I have a simple model for a company with two farms, growing two crops (apples and pears) on each farm. The first step is just to multiply the number of trees by the amount of fruit on each tree.
The amount of fruit on each tree is simulated (across farms and crops).
I face at least three decisions when modeling this in R:
- How to structure the variables
- How to simulate
- How to multiply a simulated variable with a non-simulated variable
I want it to work even if I add another crop and/or farm - and ideally even if I add another dimension, e.g. crop variety (Granny Smith etc). I also want to refer to farms and crops by name, not by an index number.

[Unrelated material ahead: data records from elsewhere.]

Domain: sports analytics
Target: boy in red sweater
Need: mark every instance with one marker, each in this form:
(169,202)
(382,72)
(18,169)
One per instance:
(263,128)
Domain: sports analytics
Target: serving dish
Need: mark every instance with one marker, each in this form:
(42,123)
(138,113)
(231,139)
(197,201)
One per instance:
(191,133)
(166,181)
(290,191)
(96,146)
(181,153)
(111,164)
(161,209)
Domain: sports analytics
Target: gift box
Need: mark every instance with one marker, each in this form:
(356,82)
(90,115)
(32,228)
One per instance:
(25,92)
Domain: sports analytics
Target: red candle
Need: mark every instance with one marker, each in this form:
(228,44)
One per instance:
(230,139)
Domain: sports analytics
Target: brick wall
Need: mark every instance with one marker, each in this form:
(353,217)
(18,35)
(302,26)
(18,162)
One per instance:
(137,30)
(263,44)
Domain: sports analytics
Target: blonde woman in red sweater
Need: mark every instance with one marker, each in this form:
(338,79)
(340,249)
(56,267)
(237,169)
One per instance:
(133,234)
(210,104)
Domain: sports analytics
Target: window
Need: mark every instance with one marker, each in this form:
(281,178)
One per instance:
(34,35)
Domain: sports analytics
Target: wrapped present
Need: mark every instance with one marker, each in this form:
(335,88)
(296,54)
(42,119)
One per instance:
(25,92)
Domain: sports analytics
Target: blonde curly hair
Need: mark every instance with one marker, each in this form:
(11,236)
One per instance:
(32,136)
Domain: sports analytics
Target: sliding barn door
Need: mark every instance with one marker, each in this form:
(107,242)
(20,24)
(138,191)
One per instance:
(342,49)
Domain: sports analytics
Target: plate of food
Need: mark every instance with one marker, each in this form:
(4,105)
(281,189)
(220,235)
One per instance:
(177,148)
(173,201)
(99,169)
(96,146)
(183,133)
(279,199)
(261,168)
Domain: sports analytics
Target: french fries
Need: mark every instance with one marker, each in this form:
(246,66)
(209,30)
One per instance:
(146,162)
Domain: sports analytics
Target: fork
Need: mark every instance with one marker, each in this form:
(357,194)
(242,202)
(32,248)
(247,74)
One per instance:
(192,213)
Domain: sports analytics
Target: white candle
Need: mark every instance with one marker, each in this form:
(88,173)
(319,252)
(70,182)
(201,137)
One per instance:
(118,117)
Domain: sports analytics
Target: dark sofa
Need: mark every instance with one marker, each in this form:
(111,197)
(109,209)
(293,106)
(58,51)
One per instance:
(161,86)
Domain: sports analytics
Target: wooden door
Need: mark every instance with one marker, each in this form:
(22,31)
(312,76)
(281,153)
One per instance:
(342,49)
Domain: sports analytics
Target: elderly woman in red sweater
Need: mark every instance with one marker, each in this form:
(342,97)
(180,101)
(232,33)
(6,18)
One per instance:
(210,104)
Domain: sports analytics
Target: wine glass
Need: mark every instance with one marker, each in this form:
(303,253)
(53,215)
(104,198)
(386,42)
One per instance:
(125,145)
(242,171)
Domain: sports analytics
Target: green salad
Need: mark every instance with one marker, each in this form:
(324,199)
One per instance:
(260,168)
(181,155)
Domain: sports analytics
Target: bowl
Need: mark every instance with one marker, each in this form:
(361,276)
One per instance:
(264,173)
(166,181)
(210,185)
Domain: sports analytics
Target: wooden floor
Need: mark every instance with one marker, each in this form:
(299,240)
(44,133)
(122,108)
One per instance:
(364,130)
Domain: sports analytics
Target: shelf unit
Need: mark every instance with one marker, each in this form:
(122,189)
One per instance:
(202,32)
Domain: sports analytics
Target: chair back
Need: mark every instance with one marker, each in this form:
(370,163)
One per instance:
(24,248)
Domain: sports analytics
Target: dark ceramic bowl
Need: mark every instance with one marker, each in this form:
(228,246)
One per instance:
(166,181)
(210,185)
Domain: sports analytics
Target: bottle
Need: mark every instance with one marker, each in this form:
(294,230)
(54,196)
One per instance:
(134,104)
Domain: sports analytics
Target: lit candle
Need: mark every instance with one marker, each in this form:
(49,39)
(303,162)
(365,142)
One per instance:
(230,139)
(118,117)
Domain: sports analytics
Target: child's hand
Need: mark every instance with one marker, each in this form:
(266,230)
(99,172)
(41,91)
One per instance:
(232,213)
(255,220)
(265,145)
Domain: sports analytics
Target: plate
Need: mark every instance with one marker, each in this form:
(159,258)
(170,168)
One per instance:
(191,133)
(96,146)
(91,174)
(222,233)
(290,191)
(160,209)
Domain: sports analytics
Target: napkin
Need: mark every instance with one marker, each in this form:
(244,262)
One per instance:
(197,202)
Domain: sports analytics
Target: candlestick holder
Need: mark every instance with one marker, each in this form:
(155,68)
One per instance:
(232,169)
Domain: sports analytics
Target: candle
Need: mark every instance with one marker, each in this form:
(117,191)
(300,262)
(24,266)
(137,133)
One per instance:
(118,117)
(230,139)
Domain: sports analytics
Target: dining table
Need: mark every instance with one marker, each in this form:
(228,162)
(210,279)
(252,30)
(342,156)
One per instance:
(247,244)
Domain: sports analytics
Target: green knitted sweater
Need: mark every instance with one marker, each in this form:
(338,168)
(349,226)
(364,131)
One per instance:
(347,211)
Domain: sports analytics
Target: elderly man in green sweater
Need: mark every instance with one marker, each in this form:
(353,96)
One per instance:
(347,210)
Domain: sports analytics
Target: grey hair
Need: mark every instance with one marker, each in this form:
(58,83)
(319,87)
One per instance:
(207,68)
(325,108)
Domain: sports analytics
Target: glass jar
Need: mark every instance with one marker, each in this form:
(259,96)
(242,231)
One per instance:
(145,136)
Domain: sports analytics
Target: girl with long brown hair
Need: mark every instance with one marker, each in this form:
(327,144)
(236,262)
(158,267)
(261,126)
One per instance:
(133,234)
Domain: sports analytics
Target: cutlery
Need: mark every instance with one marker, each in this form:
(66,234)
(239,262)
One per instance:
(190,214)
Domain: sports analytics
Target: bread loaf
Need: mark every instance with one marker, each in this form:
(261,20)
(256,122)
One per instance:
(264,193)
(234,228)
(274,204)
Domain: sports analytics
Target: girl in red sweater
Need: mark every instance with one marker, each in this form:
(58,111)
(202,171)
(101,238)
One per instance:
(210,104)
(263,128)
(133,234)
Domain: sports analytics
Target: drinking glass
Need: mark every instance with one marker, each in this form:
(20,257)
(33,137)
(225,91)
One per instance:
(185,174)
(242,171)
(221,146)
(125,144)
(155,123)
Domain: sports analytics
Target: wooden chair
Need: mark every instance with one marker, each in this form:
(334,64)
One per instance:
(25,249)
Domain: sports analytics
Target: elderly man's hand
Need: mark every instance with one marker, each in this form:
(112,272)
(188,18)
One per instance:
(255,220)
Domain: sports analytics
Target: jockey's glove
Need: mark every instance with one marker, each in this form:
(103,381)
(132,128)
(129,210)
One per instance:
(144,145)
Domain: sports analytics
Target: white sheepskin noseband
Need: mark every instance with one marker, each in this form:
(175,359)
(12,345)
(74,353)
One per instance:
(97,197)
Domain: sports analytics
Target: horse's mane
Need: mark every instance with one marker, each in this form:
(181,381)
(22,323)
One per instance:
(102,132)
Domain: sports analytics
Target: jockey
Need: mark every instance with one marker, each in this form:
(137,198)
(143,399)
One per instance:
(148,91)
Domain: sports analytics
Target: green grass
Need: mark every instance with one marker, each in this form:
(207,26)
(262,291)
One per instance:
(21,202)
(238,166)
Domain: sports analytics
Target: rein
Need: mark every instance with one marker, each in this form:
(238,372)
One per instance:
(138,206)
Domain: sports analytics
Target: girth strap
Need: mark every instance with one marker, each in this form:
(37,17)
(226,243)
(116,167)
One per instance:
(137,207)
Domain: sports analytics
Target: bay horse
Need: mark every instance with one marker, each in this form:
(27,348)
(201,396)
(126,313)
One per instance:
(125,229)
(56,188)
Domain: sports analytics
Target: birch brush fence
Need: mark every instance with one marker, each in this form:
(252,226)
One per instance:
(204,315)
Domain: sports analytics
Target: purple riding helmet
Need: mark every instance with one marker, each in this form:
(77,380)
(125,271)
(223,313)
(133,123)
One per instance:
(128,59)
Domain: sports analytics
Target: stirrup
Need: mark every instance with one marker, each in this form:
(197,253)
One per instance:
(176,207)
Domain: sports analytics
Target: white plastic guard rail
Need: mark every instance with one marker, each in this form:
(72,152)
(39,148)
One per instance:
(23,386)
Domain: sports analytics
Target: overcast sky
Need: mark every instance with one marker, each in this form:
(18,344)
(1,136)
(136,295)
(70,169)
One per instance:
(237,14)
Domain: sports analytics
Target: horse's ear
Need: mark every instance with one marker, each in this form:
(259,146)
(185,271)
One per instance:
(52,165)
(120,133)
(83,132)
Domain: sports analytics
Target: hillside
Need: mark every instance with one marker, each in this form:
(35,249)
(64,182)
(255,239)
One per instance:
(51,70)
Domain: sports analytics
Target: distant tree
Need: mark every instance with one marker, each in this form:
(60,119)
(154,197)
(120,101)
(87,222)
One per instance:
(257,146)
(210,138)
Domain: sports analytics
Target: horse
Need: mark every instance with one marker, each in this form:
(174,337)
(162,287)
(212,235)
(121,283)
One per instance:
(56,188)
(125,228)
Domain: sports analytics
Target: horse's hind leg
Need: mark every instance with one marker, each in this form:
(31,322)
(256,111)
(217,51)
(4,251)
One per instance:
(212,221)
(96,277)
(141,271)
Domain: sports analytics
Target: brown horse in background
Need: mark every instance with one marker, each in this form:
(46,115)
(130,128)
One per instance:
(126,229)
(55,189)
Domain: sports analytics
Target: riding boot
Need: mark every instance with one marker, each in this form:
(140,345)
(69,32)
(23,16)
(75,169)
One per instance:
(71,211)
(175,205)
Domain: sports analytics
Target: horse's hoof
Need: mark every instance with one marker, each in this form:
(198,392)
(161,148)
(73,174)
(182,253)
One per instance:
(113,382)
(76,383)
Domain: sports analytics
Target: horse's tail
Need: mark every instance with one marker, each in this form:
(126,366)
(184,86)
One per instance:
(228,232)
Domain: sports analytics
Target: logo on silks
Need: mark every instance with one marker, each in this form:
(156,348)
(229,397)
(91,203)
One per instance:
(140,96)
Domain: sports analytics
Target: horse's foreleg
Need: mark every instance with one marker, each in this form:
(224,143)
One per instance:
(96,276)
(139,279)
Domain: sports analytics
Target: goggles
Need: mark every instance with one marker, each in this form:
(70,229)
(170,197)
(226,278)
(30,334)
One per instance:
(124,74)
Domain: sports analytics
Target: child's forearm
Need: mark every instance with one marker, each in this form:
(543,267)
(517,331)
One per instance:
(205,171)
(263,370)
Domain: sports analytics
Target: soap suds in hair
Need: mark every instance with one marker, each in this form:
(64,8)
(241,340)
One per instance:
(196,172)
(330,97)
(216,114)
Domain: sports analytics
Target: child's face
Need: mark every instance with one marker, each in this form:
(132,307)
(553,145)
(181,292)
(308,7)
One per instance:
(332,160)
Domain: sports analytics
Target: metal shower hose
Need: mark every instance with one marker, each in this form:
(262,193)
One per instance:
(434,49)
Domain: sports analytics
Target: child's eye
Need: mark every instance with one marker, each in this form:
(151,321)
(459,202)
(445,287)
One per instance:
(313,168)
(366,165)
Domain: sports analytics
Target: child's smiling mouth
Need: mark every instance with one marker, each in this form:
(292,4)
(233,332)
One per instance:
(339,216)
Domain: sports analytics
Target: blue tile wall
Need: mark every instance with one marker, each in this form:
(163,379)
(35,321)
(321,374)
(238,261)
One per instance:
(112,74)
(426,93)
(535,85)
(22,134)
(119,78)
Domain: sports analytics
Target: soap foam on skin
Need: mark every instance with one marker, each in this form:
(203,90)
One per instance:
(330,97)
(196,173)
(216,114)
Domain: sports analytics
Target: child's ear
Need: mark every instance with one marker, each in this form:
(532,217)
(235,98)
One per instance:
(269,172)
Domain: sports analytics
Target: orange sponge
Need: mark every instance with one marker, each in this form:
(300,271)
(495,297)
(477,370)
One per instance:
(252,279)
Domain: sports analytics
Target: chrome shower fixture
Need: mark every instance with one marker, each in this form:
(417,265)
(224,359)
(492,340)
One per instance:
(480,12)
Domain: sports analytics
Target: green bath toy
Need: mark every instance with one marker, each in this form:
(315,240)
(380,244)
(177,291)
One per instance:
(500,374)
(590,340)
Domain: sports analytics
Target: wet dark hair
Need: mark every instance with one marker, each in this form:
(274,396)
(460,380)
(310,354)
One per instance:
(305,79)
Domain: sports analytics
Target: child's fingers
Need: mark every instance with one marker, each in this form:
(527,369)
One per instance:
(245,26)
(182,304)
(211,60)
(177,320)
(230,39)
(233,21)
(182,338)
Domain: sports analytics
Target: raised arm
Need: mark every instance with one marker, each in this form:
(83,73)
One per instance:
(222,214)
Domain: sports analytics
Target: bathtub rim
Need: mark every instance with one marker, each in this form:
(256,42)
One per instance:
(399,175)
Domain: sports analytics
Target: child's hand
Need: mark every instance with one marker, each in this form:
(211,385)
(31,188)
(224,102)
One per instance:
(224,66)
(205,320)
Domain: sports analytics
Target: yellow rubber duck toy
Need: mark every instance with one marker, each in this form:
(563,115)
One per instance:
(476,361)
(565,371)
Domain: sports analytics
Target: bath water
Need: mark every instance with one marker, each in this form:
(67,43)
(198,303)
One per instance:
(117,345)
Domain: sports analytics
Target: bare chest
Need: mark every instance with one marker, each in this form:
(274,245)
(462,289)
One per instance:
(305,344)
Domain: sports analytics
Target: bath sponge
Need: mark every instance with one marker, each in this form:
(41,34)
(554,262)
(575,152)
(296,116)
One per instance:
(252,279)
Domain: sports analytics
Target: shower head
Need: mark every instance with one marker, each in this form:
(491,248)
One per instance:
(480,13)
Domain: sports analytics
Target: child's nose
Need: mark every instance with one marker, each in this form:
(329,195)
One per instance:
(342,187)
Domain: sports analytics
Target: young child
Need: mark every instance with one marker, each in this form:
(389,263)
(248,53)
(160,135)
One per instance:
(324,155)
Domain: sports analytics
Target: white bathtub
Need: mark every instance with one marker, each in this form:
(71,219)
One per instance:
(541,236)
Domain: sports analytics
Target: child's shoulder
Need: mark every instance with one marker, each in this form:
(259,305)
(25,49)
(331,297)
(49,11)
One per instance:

Here is the approach I have come up with. It works, but it is hard to add another dimension, and it is a lot of code. Is there a neater way?
To structure the variables:
farms <- c('Farm 1', 'Farm 2');
crops <- c('Pear', 'Apple');
params <- c('mean','sd');
numTrees <- array(0, dim=c(length(farms), length(crops)), dimnames=list(farms,crops));
fruitPerTree <- array(0, dim=c(length(farms), length(varieties), length(params)),
dimnames=list(farms,varieties,params));
# input data e.g.
numTrees['Farm 1', 'Pear'] = 100
# and
fruitPerTree['Farm 1', 'Pear', 'mean'] = 50
To simulate:
simNormal2D <- function(dataVar, numSims) {
#
# Generate possible outcomes for dataVar (e.g. fruitPerTree).
# It generates them for each value of the first two dimensions.
#
# Args:
# dataVar: 3-dimensional array,
# with 3rd dim being the normal params
# numSims: integer, e.g. 10000
#
# e.g. sims <- simNormal2D(fruitPerTree, 10000)
#
# Returns:
# a 3D array with 3rd dimension indexing the simulated results
#
dims <- dimnames(dataVar);
sims <- array(dim=c(length(dims[[1]]), length(dims[[2]]), 0),
dimnames=list(dims[[1]], dims[[2]], NULL));
for(x in dims[[1]]) {
for(y in dims[[2]]) {
sim <- rnorm(numSims, dataVar[x, y, 'mean'],
dataVar[x, y, 'sd'] );
sims <- append(sims, sim);
}
}
# R fills array from first arg columnwise, so dims are reversed
sims <- array(sims, c(numSims, length(dims[[2]]),
length(dims[[1]])),
dimnames=list(c(1:numSims), dims[[2]], dims[[1]]));
# reverse them back again
sims <- aperm(sims, c(3,2,1));
return(sims);
}
simFruitPerTree <- simNormal2D(fruitPerTree, numSims);
To multiply simFruitPerTree
and numTrees
, I find I first have to perform a manual broadcast:
simNumTrees <- array(numTrees, dim=c(length(dims[[1]]), length(dims[[2]]), numSims),
dimnames=list(dims[[1]], dims[[2]], c(1:numSims)));
simTotalFruit <- simFruitPerTree * simNumTrees;
For comparison, in Python (which I know better than R), I can perform all these steps in a few lines by using tuples to index a dictionary, along with two dictionary comprehensions, e.g.:
fruit_per_tree = {}
fruit_per_tree[('Farm 1', 'Pear')] = (50, 15) # normal params
sim_fruit_per_tree = {key: random.normal(*params, size=num_sims)
for key, params in fruit_per_tree.items() }
sim_total_fruit = {key: sim_fruit_per_tree[key]*num_trees[key] for key in num_trees }
Is there an easy way in R too? Thanks!